Preferably, the data preprocessing rearranges the sampling values of the one-dimensional signal in order into a two-dimensional matrix, regards as a vibration gray map, and performs overlapped sampling at a certain length to increase the number of samples when constructing the samples.

Preferably, the fault signal detection is carried out on the part to be detected through a sensor for data acquisition and monitoring control.

Preferably, the convolutional neural network verifies the validity through the simulation signal and the test bed signal.

Preferably, the fault signal detection is performed with convolutional neural network-based simulation training under noise interference, so that the noise immunity of the model is increased.

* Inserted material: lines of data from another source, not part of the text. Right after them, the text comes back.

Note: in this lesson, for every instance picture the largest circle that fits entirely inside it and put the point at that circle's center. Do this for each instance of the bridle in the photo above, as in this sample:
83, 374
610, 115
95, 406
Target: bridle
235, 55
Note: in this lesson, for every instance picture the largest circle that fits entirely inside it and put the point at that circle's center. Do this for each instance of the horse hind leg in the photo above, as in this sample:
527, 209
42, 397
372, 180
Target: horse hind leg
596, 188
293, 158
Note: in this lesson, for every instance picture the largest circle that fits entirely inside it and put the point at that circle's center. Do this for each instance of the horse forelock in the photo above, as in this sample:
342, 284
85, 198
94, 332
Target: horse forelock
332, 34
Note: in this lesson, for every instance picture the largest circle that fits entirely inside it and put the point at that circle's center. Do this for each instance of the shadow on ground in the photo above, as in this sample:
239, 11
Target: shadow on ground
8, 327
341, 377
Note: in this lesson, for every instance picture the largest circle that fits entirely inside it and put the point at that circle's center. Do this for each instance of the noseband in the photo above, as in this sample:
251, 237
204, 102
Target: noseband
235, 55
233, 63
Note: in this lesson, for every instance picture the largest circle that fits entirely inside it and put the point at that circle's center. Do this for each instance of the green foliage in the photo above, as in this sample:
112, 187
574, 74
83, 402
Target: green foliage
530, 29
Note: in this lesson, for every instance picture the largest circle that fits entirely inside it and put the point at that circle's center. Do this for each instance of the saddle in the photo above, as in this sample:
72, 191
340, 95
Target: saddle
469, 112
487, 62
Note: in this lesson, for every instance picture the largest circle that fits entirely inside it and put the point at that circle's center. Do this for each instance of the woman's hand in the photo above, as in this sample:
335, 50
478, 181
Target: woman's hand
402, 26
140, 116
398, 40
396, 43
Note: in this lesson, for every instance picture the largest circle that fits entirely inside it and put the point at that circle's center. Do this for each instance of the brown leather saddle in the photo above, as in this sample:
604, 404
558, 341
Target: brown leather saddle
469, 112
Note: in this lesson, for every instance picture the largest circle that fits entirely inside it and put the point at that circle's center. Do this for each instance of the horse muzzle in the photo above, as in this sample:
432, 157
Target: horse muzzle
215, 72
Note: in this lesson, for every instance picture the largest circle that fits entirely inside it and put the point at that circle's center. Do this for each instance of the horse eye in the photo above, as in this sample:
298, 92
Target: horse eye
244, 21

Preferably, after the model structure is built, the objective function design and the model training are carried out.

Preferably, the vibration signal monitoring and convolutional neural network model is used for identifying different fault types and different fault degrees, detecting fault signals under noise interference and effectively identifying composite faults.

The technical scheme of the invention has the following beneficial technical effects:

1. the invention provides a method flow based on vibration fault signal monitoring and a convolutional neural network model for intelligent bearing fault diagnosis, vibration signals are obtained by an acceleration sensor, historical data are reasonably sampled and subjected to 1D-2D signal processing transformation, bearing signal samples in various fault states are reasonably divided into a training set and a testing set, the training set is sent into an established deep convolutional neural network for model learning, the generalization capability of the model, namely the testing accuracy, is verified by the testing set after the model learning is completed, and the testing convolutional neural network model can be further deployed in a wind turbine monitoring control system to realize online real-time state monitoring and fault diagnosis.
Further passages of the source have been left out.